AQUA NOR 2015: What to Think About When Setting up a Fish Farm in a Foreign Country24 August 2015
If you want to start a fish farm in another country there are a variety of factors you must think about. Speaking at the Aqua Nor 2015 conference in Trondheim, Norway, Bjorn Myrseth, Vitamar AS, shares his experiences of over 40 years working in the aquaculture industry.
Before beginning your venture into aquaculture in a foreign country you must first set out a solid business plan and think about some of the following factors.
Firstly you must think about the legal conditions. This includes whether you can get a permit to set up a farm, what regulations or restrictions are in place for aquaculture and whether your plan fits in with them.
There may also be issues with the legnth of leases or with conditions over waste water disposal.
The environmental conditions of the area you are moving to is also important as this will effect what sort of fish you farm. It may also determine your source of water and how the water you use may be affected by the environment.
A good understanding of who your competitors will be is useful to know as this will help with deciding what species to farm, the volume you must produce and also the where and cost of selling (market analysis).
Working out your distance from other farms is a very important task as you need to think about potential disease risk from neighbouring farms.
As the information you need on the area you plan to work in is not always readily available, it is a good idea to make frequent visits and also to have a consultant from that country to help you obtain the information you need and to guide you on local procedures.
If you are seeking investment for your farm then it is good to show that you understand the process of farming as this is often needed for investor trust.
Other important things to think about include thinking about sources of feed, vaccines/veterinary services and eggs/juveniles and possible costs of having access to these.
In order to have a successful farm there are two important factors you must remember: your work force and your juvenile fish.
People are very important to the day to day activity on the farm. Ideally, you should have good experienced people who are interested and committed to what they do and also who are easy to train and want to learn more.
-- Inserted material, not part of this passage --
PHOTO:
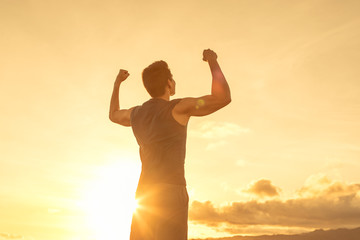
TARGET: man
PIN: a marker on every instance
(159, 126)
The quality of your juveniles is also very important as for good production you need to have a good start.
Challenges in Production
There will of course be challenges when setting up a fish farm. Some of the major challenges you may come across include:
- Fish disease - bad health management and diseases could lead to the loss of all your fish and therefore huge profit losses.
- vaccination - access to vaccines varies by country and it can be a long process getting vaccines aproved.
- diagnostic help and advice - do you have people with this expertise located close to you?
- neighbours - bad practice from even the smallest neighbouring farm can impact heavily on your production.
Marketing and Sale
At the end of the production cycle when you have harvested your fish it is important that you sell to the right market.
It is a good idea to sell fish to local markets both alive and/or dead on ice, depending on the demand.
Only as a last resort should you think about processing and export as this is often a lot harder for small scale farmers to gain access to due to the high volumes of fish required, certification schemes and import requirements of some countries.
And finally, Mr Myrseth commented that the most important thing you must remember when building an industry is to work together.